Armel Le Cléach : C’est une grande joie ! Parce que cela fait longtemps qu’avec Banque Populaire on cherchait une grande victoire. On a eu une Route du rhum difficile il y a un an (achevée à la 7e place, ndlr). On a fait demi-tour pour réparer à Lorient… Cette année, on a travaillé dans l’ombre mais on est revenu plus fort et on l’a montré sur l’eau. Il va falloir continuer dans quelques semaines au départ de Brest…
Le choix de Sébastien Josse pour vous accompagner a été le bon finalement…
Armel Le Cléach : Sans aucun doute (rires) ! Sébastien a une énorme expérience en Ultim et dans tous les domaines. Il n’y a pas photo, c’est un des meilleurs marins français et de la course au large. Il avait déjà gagné la Transat Jacques Vabre alors que moi je n’avais pas eu cette chance-là. Je suis content de partager cette victoire avec lui aujourd’hui. Je lui ai déjà dit à l’arrivée : «Dans deux ans, on y retourne ensemble si tu veux !»
Justement Sébastien, quelle saveur a cette deuxième victoire, après celle acquise en 2013 en Mod70 ?
Sébastien Josse : Elle est différente parce que la première fois c’était une autre catégorie. En Ultim, c’est autre chose… Ce sont des bateaux qui volent et il y a eu un vrai match avec François. Et puis, il y a eu deux ans de préparation. La différence s’est faite sur des petits détails. Il y a une vraie symbiose avec Armel et malgré les conditions musclées de départ, on a été tout de suite en phase tous les deux. Et tout cela avec la bonne humeur, sans aucun coup de mou.
Armel, avez-vous trouvé ce que vous étiez venu chercher dans cette course ?
Armel Le Cléach : On avait clairement dit au départ que ce n’était pas qu’une course de préparation pour le tour du monde de 2024 depuis Brest. On a été à fond jusqu’au bout et on n’a pas préservé le bateau même quand les conditions étaient difficiles. Évidemment on n’a pas fait n’importe quoi non plus.
Vous avez signé un gros coup à Madère, c’était un coup réfléchi ou osé ?
Armel Le Cléach : C’était délicat de sortir un peu du jeu et de s’écarter des autres. On avait un super routeur qui nous a fait une trajectoire magnifique et je tiens à le remercier. C’est le troisième homme du bateau. On a perdu du chemin au début en s’écartant mais il a fallu l’accepter et se montrer patient. Et finalement, le lendemain, quand on a commencé à accélérer et qu’on a vu que c’était payant, on était super heureux. C’était un des moments clés de la course car c’est là où on s’est emparé de la tête du classement et où on s’est échappé.

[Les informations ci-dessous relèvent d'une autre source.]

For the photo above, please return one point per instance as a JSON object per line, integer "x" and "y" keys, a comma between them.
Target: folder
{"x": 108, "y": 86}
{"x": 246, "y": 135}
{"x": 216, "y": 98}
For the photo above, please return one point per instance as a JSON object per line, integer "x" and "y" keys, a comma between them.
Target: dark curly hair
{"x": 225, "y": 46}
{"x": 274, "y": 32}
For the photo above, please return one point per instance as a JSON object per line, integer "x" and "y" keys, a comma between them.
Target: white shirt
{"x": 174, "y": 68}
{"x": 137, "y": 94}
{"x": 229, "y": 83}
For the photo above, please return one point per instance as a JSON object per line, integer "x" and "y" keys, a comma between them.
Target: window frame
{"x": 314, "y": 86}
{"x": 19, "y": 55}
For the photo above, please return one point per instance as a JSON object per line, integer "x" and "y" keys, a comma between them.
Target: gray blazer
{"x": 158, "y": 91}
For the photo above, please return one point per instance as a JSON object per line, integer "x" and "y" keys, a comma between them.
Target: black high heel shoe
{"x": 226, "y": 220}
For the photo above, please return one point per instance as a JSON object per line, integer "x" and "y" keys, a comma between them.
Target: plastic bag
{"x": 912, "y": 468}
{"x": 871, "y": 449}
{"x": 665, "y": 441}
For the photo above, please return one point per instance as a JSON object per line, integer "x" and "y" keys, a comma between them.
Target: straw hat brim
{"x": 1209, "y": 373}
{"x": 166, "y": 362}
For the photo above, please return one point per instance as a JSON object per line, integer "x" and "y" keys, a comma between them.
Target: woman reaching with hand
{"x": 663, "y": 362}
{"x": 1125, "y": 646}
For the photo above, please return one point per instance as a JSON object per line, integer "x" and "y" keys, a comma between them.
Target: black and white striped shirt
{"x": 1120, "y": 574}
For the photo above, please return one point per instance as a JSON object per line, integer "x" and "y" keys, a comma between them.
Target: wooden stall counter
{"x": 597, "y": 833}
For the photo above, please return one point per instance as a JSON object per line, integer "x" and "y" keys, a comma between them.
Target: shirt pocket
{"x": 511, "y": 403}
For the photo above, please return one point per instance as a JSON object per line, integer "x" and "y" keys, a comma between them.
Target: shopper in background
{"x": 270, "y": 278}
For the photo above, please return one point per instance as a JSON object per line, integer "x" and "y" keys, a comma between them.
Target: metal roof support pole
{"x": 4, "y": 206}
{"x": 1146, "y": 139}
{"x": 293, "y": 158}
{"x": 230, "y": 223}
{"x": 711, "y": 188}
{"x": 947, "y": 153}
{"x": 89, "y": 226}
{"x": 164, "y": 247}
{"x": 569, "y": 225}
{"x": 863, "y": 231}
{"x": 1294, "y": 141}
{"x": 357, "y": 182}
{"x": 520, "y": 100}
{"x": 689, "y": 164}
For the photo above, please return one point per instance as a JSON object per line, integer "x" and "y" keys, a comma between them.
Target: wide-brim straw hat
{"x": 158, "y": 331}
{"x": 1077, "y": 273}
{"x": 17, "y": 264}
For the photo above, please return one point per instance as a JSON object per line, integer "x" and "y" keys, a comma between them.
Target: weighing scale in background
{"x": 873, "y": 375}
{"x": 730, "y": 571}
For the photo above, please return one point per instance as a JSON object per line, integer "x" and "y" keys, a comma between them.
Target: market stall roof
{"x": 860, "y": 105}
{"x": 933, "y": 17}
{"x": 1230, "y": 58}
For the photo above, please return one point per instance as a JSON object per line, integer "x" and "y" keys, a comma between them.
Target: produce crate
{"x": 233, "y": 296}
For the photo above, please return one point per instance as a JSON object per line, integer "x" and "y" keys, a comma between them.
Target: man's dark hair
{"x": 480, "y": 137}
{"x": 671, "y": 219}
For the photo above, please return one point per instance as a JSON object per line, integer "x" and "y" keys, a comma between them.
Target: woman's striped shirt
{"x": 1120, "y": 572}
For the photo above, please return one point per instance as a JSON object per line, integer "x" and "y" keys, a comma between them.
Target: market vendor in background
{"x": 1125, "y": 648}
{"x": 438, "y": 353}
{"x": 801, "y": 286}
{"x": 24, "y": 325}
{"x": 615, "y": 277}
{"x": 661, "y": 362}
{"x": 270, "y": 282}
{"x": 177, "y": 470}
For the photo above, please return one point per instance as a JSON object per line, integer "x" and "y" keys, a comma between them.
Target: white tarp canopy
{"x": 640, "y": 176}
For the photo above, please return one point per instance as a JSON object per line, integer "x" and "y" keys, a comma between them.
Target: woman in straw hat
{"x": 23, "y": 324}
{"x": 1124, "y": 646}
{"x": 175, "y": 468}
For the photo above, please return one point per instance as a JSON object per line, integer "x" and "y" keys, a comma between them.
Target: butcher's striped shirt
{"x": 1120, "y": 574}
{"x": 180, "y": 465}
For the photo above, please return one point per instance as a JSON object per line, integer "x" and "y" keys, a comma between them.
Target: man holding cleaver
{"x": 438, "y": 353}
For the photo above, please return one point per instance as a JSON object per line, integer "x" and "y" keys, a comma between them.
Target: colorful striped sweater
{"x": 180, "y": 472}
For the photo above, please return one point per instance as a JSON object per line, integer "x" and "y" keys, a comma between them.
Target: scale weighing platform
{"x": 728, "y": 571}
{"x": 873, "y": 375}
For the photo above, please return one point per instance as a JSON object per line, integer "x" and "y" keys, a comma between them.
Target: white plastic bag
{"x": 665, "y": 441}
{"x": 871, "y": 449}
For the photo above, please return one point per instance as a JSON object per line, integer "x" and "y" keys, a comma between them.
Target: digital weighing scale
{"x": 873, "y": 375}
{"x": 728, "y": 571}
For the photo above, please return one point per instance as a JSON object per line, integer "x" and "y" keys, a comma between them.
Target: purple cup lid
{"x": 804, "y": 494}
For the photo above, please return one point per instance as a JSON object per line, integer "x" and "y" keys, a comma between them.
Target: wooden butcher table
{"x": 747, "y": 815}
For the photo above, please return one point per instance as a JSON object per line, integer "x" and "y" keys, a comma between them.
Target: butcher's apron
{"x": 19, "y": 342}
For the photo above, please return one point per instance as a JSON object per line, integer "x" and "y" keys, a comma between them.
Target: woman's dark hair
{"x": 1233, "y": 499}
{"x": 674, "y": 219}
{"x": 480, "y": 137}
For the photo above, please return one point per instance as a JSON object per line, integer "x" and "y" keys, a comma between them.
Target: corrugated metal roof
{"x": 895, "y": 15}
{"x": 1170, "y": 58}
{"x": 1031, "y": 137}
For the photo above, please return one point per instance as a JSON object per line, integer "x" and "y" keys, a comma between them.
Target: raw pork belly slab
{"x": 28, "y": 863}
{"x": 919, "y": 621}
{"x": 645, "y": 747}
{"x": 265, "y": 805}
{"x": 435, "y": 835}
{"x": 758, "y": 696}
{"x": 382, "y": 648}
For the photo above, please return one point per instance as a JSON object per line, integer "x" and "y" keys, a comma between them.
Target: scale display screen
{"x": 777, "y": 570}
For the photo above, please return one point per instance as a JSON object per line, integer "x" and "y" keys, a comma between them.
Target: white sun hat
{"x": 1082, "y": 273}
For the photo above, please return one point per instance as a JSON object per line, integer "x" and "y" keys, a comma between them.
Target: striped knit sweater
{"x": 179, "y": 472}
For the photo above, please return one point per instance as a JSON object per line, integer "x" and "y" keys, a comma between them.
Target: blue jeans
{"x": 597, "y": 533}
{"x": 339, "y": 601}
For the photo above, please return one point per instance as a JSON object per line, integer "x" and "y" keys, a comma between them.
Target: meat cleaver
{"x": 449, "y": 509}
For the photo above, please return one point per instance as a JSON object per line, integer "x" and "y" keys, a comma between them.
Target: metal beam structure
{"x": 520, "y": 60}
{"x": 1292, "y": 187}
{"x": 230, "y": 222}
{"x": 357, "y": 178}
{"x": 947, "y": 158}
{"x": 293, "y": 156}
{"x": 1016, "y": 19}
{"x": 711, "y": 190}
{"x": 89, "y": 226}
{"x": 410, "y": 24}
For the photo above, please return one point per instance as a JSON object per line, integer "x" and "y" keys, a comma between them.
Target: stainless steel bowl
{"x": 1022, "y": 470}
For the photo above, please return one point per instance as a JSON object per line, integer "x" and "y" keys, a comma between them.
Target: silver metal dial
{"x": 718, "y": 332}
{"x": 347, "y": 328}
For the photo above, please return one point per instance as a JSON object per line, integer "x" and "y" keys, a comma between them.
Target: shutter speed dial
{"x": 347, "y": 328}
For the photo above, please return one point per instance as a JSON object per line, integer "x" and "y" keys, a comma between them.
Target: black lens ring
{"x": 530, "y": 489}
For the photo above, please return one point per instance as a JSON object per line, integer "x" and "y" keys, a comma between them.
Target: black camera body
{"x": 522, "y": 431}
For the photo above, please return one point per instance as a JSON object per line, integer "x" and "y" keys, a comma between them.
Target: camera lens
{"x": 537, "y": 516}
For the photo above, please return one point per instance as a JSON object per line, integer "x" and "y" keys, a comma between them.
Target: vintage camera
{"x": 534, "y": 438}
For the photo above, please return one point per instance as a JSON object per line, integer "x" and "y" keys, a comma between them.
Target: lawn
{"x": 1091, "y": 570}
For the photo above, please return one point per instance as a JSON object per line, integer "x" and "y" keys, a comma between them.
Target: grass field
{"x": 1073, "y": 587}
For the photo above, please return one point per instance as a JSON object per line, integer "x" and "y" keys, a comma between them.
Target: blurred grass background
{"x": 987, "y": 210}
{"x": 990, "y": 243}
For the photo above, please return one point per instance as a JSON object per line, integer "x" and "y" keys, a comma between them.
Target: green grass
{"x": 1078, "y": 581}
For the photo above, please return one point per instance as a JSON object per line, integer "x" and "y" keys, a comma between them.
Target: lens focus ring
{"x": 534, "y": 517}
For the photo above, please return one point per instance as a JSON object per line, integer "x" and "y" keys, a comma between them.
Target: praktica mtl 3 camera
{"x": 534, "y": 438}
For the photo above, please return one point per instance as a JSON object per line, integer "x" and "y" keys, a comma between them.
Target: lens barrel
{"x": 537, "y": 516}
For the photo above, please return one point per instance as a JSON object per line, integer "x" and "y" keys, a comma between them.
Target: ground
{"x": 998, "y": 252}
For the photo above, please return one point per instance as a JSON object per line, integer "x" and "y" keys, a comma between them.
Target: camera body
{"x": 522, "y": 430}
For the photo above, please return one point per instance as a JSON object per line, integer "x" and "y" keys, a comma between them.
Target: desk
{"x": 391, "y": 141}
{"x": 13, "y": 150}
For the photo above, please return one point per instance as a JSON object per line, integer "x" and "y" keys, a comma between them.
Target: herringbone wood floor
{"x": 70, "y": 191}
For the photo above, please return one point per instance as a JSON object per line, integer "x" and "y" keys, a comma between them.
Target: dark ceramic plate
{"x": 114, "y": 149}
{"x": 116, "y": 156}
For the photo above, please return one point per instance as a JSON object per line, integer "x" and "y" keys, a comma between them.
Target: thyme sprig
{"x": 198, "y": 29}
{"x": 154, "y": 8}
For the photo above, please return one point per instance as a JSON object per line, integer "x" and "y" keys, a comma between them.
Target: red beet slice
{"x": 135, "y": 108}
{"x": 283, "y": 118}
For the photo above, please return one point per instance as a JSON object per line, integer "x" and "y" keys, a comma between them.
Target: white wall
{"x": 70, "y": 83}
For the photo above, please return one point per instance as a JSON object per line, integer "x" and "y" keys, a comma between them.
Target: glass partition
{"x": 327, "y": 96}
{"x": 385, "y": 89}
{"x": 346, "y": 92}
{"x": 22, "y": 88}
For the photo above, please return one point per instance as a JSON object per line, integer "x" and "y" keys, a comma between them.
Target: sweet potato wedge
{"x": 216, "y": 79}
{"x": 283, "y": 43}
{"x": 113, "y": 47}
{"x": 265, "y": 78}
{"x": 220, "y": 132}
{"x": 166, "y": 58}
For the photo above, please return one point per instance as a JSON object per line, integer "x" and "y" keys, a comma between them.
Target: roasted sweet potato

Mais il a quatre jours, vous avez reperdu les commandes, avez-vous douté à ce moment-là ?
Armel Le Cléach : SVR Lazartigue a été un peu plus vite que nous, ils ont tiré de meilleurs bords. On est tombé dans quelques nuages qui ne nous ont pas aidés. Ça nous a bien fait perdre notre avance qui était de près de 100 milles. On était quand même dans le match avec trente mille de retard après le contournement de l’île. Avec de tels bateaux, c’est vraiment rien, d’autant plus qu’il restait cinq jours de mer derrière. On n’a pas douté mais les voir revenir comme ça nous a mis un peu de pression.